Sede INAIL di Rovigo e Belluno verso il declassamento? I sindaci: “Inaccettabile”
Attualità Rovigo, 15 Giugno 2021 ore 17:32

Preoccupazione per un presunto nuovo declassamento delle sedi INAIL di Belluno e Rovigo.

Sede INAIL di Rovigo e Belluno verso il declassamento?

Aumenta la preoccupazione da parte dei sindaci di Rovigo e di Belluno circa la voce su un possibile nuovo declassamento delle sedi INAIL. Il sindaco di Belluno, Jacopo Massaro, e il primo cittadino di Rovigo, Edoardo Gaffeo, esternando le preoccupazioni circa il futuro delle sedi INAIL di Belluno e di Rovigo che sembrano destinate a un declassamento da parte della direzione regionale, affermano:

"In questi giorni corre la voce di un possibile, nuovo declassamento delle sedi INAIL di Belluno e Rovigo che, se corrispondesse a verità, sarebbe un'inaccettabile riduzione dei servizi per questi territori. Chiediamo quindi che si faccia luce su questo, per dare tranquillità ai dipendenti e la giusta dignità ai cittadini ".

Già nel 2014, la sede provinciale bellunese aveva subito una prima riduzione di servizi, passando da “classe A” a “classe B”.

Ulteriore passo indietro

Ora, sembra che possa esserci un ulteriore passo indietro per gli uffici di Belluno e Rovigo, che potrebbero passare in “classe C” a fronte del mantenimento di una classe superiore in città come – per restare nelle vicinanze - Bassano del Grappa o Conegliano. I sindaci di Belluno e Rovigo hanno sottolineato:

"Crediamo che, senza nulla togliere alle professionalità che vi operano, sarebbe assurdo un assorbimento delle funzioni della sede provinciale di città capoluogo come Belluno o Rovigo da parte di una realtà lontana e diversa, come invece pare previsto dal nuovo piano regionale. Tra l'altro i numeri dei nostri uffici INAIL sono in linea con quelli delle altre sedi di classe B proprio perché si tratta di un'unica sede provinciale; Belluno e Rovigo sono le due sole realtà venete che hanno un unico centro INAIL nel loro territorio, e rischiano di essere ulteriormente penalizzate da questa 'razionalizzazione', nonostante le rassicurazioni arrivate dalla direzione regionale".

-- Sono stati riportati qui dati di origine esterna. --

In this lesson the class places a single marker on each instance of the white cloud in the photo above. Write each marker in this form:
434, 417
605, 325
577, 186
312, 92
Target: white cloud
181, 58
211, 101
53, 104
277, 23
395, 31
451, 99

I primi cittadini sottolineano poi il rischio di veder indebolito il ruolo di servizio al territorio che INAIL ricopre con diverse progettualità e il legame con le aziende e i professionisti, che sarebbero costretti a confrontarsi con realtà lontane territorialmente e che rispondono a logiche economiche e organizzative diverse.

Servizi per le imprese

Massaro ha inoltre sottolineato:

"Pur avendo le stesse caratteristiche di province come Trento, Bolzano, Aosta o Pordenone, Belluno è l'unico territorio interamente montano a statuto ordinario che non gode di particolari forme di autonomia o di finanziamento. E' però evidente che non si può continuare così, perché il Bellunese non può essere governato con le stesse logiche della pianura: sono tante e marcate le differenze tra la montagna e la pianura, e la logica dei costi standard e dei tagli orizzontali qui non può continuare ad essere applicato".

Gaffeo ha ribadito:

“Chiediamo con forza, che le sedi istituzionali che forniscono servizi per le imprese e per i lavoratori infortunati, rimangono funzionanti nel nostro territorio al fine di interrompere una sequenza di depauperazione che negli ultimi anni ci ha coinvolti. Evidenzio inoltre, che la sede di Rovigo ha una competenza provinciale, il cui territorio ha caratteristiche di particolari distanze tra gli estremi che vanno dal basso all'alto Polesine. Questo rende particolarmente importante mantenere pienamente funzionale la sede a Rovigo, città capoluogo di provincia. In merito abbiamo già inviato una nota al Ministro del Lavoro e ai vertici di INAIL”.

I sindaci hanno concluso:

"Crediamo che, a fronte del dramma della pandemia che abbiamo vissuto e che stiamo vivendo e della prossima ripartenza di tutti i settori economici e produttivi, ridurre servizi come questi nei territori periferici sia una scelta inaccettabile ed illogica. Facciamo quindi appello a tutti i nostri rappresentanti a Roma affinché facciano sentire la loro voce e impediscano l'ennesima mazzata per cittadini e lavoratori".